I laid the beaver upon the oval table.
"Now, tell me, can you sing at all?"
"Yes sir."
"From notes, or by ear?"
"A great deal by ear, but pretty well by notes."
"From notes," he said, correctingly, and I laughed.
He then handed me a little book of chorales, which he fetched from some out-of-the-way hole beneath the instrument. They were all German: I knew some of them well enough.
"Oh, yes, I can sing these, I think."
"Try 'Ein' feste Burg ist unser Gott.'[5] Can you sing alto?"
"I always do. Millicent says it is proper for boys."
He just played the opening chord slentando, and I began. I was perfectly comfortable, because I knew what I was about, and my voice, as a child's, was perfect. I saw by his face that he was very much surprised, as well as pleased. Then he left me alone to sing another, and then a third; but at last he struck in with a bass,—the purest, mellowest, and most unshaken I have ever heard, though not strong; neither did he derange me by a florid accompaniment he made as we went along. When I concluded the fourth, he turned, and took my hand in his.
"I knew you could do something for music, but I had no idea it would be so very sweetly. I believe you will go to the festival, after all.
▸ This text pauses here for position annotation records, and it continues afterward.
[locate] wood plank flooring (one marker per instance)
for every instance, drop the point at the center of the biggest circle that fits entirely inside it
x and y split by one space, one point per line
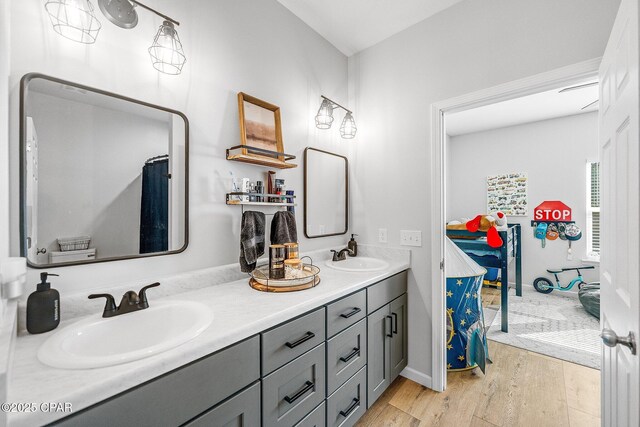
521 389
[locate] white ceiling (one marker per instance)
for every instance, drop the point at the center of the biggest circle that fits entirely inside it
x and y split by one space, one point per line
354 25
532 108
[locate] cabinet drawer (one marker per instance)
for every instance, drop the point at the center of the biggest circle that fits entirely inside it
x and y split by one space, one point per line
294 390
286 342
242 410
178 396
346 354
386 291
348 403
346 312
314 419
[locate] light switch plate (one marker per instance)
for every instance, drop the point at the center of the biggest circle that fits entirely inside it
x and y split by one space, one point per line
411 237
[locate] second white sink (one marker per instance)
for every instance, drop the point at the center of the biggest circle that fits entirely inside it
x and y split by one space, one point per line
97 342
359 264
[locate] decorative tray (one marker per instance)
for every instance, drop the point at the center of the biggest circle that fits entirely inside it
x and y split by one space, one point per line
295 280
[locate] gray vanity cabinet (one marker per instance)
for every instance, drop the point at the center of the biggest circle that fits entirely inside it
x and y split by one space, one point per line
314 419
349 402
294 390
242 410
386 334
178 396
323 368
398 344
378 367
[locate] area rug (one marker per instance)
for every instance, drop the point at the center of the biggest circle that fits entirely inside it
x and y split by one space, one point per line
554 324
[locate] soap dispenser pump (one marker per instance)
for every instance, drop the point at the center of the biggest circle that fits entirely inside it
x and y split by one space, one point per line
43 307
353 246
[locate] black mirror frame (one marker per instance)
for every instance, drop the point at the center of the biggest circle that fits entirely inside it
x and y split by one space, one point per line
306 195
23 181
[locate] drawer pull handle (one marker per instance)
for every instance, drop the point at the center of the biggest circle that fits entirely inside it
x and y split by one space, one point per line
307 386
395 323
299 341
353 312
354 353
351 408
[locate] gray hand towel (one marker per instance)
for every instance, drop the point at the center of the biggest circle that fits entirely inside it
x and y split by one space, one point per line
251 240
283 228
You perceive I am very poor, or perhaps you do not perceive it, for children see fairies in flies. But look round my little room. I have nothing valuable except my books and my piano, and those I bought with all the money I had several years ago. I dare say you think my house is pretty. Well, it was just as bare as a barn when I came here six months ago. I made the shelves (the houses for my precious books) of deal, and I made that table, and the chairs, and this bench, of deal, and stained each afterwards; I stained my shelves too, and my piano. I only tell you this that you may understand how poor I am. I cannot afford to give you one of these tickets, they are too dear, neither have I one myself; but if your mother approves, and you like it, I believe I can take you with me to sing in the chorus."
This was too much for me to bear without some strong expression or other. I took my hat, hid my face in it, and then threw my arms round Lenhart Davy's neck. He kissed me as a young father might have done, with a sort of pride, and I was able to perceive he had taken an instant fancy to me. I did not ask him whether he led the chorus, nor what he had to do with it, nor what I should have to do; but I begged him joyously to take me home directly. He tied on my hat himself, and I scampered all the way downstairs and round the garden before he came out of his shell. He soon followed after me, smiling; and though he asked me no curious question as we went along, I could tell he was nervous about something. We walked very fast, and in little less than an hour from the time I left home, I stood again upon the threshold.